In 1933 the family came to New York due to fears of rising anti-Jewish sentiment and laws in Germany. The family had US citizenship because Felix's father, Arthur Basch, was a wine trader who lived in San Francisco. After moving back to Germany, Arthur Basch kept his American citizenship, and passed it to his children and, thence, to his grandchildren.

==United States==
When the Basch family arrived in New York in 1933, they opened a restaurant on Central Park South in the Navarro Hotel. The restaurant, Gretel's Viennese, became a hangout for the Austrian expatriate community. Peter Basch had his first job there as a waiter. While in New York, Basch attended the De Witt Clinton High School. The family moved to Los Angeles to assist in Basch's father's career, during which time Basch went to school in England. Upon returning to the United States, Basch joined the Army. He was mobilized in the US Army Air Forces' First Motion Picture Unit, where he worked as a script boy.

==Career==
After the war, he started attending UCLA, but his mother asked him to join her back in New York. His parents had decided that Basch should be a photographer, and they obtained a photography studio for their son.

For over twenty years, Peter Basch's had a successful career as a magazine photographer. He was known for his images of celebrities, artists, dancers, actors, starlets, and glamour-girls in America and Europe. His photos appeared in many major magazines such as Life, Look and Playboy.

===Publications===
Basch authored and co-authored a number of books containing his photographs.

====Partial bibliography====
- Candid Photography (1958 with Peter Gowland and Don Ornitz)
- Peter Basch's Glamour Photography (A Fawcett How-To Book) (1958)
- Peter Basch photographs beauties of the world (1958)
- Camera in Rome (1963 with Nathan and Simon Basch)
- Peter Basch Photographs 100 Famous Beauties (1965)
- The nude as form and figure (1966)
- Put a Girl in Your Pocket: The Artful Camera of Peter Basch (1969)
- Peter Basch's Guide to Figure Photography (1975 with Jack Rey)

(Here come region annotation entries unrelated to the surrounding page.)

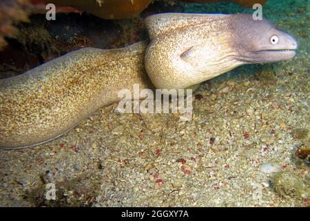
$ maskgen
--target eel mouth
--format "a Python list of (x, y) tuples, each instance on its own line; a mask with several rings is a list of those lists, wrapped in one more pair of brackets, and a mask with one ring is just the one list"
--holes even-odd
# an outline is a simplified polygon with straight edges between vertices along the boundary
[(256, 50), (256, 52), (296, 52), (296, 49), (278, 49), (278, 50)]
[(287, 61), (296, 55), (297, 48), (294, 49), (267, 49), (254, 52), (254, 60), (258, 62), (270, 63)]

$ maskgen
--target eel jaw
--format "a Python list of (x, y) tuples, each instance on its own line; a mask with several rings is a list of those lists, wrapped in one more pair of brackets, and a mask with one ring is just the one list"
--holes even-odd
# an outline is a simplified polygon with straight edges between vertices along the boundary
[(266, 62), (287, 61), (296, 55), (296, 49), (263, 50), (254, 52)]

==People photographed by Peter Basch==

- Anouk Aimée
- Anita Ekberg
- Ursula Andress
- Barbara Bain
- Carroll Baker
- Brigitte Bardot
- Jean-Paul Belmondo
- Candice Bergen
- Senta Berger
- Marlon Brando
- Horst Buchholz
- Maria Callas
- Capucine
- Claudia Cardinale
- Joan Collins
- Jean Cocteau
- Salvador Dalí
- Catherine Deneuve
- Marlene Dietrich
- Karin Dor
- Françoise Dorléac
- Anita Ekberg
- Jane Fonda
- James Garner
- William Holden
- Rock Hudson
- Christine Kaufmann
- Grace Kelly
- Hildegard Knef
- Daliah Lavi
- Janet Leigh
- Gina Lollobrigida
- Sophia Loren
- Antonella Lualdi
- Silvana Mangano
- Jayne Mansfield
- Lee Marvin
- Marcello Mastroianni
- Micki Marlo
- Wayne Maunder
- Marilyn Monroe
- Jeanne Moreau
- Michèle Morgan
- Julie Newmar
- Ruth Niehaus
- Kim Novak
- Uschi Obermaier
- Bettie Page
- Gregory Peck
- Anthony Perkins
- Diana Ross
- Eva Marie Saint
- Isabel Sarli
- Maria Schell
- Romy Schneider
- Jean Seberg
- Elke Sommer
- Alexandra Stewart
- Susan Strasberg
- Sharon Tate
- Elizabeth Taylor
- Nadja Tiller
- Natalie Wood
- Alida Valli
- Marie Versini
- Monica Vitti
- Susan Harrison

==Personal life==
In 1950 Peter met Jacqueline Clara Marie-Marguerite Bertrand, a model/actress from Quebec. They were married in 1951. The couple had a daughter, Michele, in 1952, and a son, Peter Michael, 1956.